# Selling US shares on ETrade and money back to Australia



## gatzso (7 December 2017)

Hi

Apologies for the long description.

I'm looking to sell my company shares (awarded as yearly bonus). The company is US based hence the shares are on Etrade.com.
Whats the best way to sell these shares and transfer the proceeds back to Australia? (So that i can have this more readily available to contribute towards mortgage deposit.. which will be sometime early next year). But I'm looking to sell this asap, as the stock prices are good.

Options Ive explored sofar:
1. Sell & wire transfer from Etrade directly into my everyday AUD account. Which seems least cost effective considering Etrade would charge something like $27 + 300 basic points (3%) of transacted amount. And their exchange rate is not the best.
2. Create a foreign currency USD account in Australia and transfer from Etrade to that account. And then exchange USD to AUD when the conversion is good. EDIT: Etrade advised that they'd only charge the Wire transfer charge of about $27.
Now, I bank with ANZ who apparently dont provide USD accounts for individuals. anyone recommend a bank/account?
3. Sell the shares and Wire the proceeds to OFX's account and then transfer to my local AUD account. (no fees from OFX seems too good to be true). But OFX want a "Sale of Shares document" which Etrade customer support claim has no clue of.

I'm sure there's someone out there has done this before with less pain. Option 2 seems promising & simple.Should I be concerned of any hidden costs associated with Option 2?
Is there another option I haven't considered?


----------



## minwa (7 December 2017)

Option 2 I believe only HSBC and Citi offer personal foreign currency accounts. You still get ~1-3% haircut on exchanging back to AUD when you eventually convert. You are not really saving anything over option 1, the exchange rate is from the banks side, not ETrade, which you have still have to suffer when you eventually convert. Only upside (which could backfire depending on your AUDUSD picking skills/luck) of this option over 1 is you can choose when to convert back to AUD.

The best way I know of is option 2 with an added step of opening an IB account. Etrade withdraw USD to foreign currency account, then send it to IB brokerage, convert USD to AUD in IB then withdraw to local bank account. This avoids the currency haircut.

OFX seems to lower the haircut to 100 points. Pretty sure the no fees is correct, they make their margin on the haircut. This could be less hassle than using IB except you still get exchange loss. 

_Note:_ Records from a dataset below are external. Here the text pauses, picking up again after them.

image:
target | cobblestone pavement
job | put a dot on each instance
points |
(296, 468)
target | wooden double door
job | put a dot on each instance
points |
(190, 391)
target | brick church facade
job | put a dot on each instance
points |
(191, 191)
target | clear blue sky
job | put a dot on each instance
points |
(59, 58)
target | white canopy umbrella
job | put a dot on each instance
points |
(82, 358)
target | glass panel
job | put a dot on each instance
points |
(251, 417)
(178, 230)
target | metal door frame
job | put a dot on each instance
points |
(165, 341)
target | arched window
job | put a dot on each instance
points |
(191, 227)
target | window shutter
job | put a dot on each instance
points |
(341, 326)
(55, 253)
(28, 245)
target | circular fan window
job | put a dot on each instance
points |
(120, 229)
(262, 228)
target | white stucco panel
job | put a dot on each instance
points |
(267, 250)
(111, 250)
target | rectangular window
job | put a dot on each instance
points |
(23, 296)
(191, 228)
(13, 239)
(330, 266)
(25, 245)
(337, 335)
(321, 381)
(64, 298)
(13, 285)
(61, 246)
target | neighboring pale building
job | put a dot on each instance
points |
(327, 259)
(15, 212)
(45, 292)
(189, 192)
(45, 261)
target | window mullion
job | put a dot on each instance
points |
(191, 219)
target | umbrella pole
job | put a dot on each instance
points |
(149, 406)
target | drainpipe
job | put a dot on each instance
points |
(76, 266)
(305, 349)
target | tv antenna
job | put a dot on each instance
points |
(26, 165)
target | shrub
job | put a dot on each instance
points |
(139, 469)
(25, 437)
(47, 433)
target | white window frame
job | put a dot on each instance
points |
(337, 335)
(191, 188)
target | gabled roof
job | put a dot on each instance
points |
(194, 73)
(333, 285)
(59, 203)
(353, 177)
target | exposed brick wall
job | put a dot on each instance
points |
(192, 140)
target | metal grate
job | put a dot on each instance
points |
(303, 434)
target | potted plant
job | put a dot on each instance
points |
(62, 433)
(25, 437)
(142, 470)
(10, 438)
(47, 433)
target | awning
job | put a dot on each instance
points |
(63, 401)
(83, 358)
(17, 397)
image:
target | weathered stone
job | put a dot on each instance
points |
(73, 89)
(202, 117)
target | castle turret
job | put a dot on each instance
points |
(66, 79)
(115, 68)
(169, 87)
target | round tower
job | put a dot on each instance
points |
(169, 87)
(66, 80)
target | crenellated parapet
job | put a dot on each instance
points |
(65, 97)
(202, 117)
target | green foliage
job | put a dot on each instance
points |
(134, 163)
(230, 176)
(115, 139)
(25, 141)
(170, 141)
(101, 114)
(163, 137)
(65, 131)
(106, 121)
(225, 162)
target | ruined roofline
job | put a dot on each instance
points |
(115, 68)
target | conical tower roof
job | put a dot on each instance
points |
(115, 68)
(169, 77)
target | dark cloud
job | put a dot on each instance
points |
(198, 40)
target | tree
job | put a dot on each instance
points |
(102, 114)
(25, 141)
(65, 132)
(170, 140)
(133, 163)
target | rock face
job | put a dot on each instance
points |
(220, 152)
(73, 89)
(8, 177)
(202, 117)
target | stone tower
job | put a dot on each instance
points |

You have to decide how much are you actually converting and is it really worth opening a new bank account and possibly new brokerage just to save on the conversion ? Personally if the savings go into 4 figures then I would definitely do it.


----------



## nganga (10 December 2017)

CBA offers personal Foreign Currency account. Just google foreign currency account commbank. Seeing that you don't bank with CBA, I'd recommend you pass by a branch and ask about opening one. You can easily manage the account on their internet banking platform, Netbank.


----------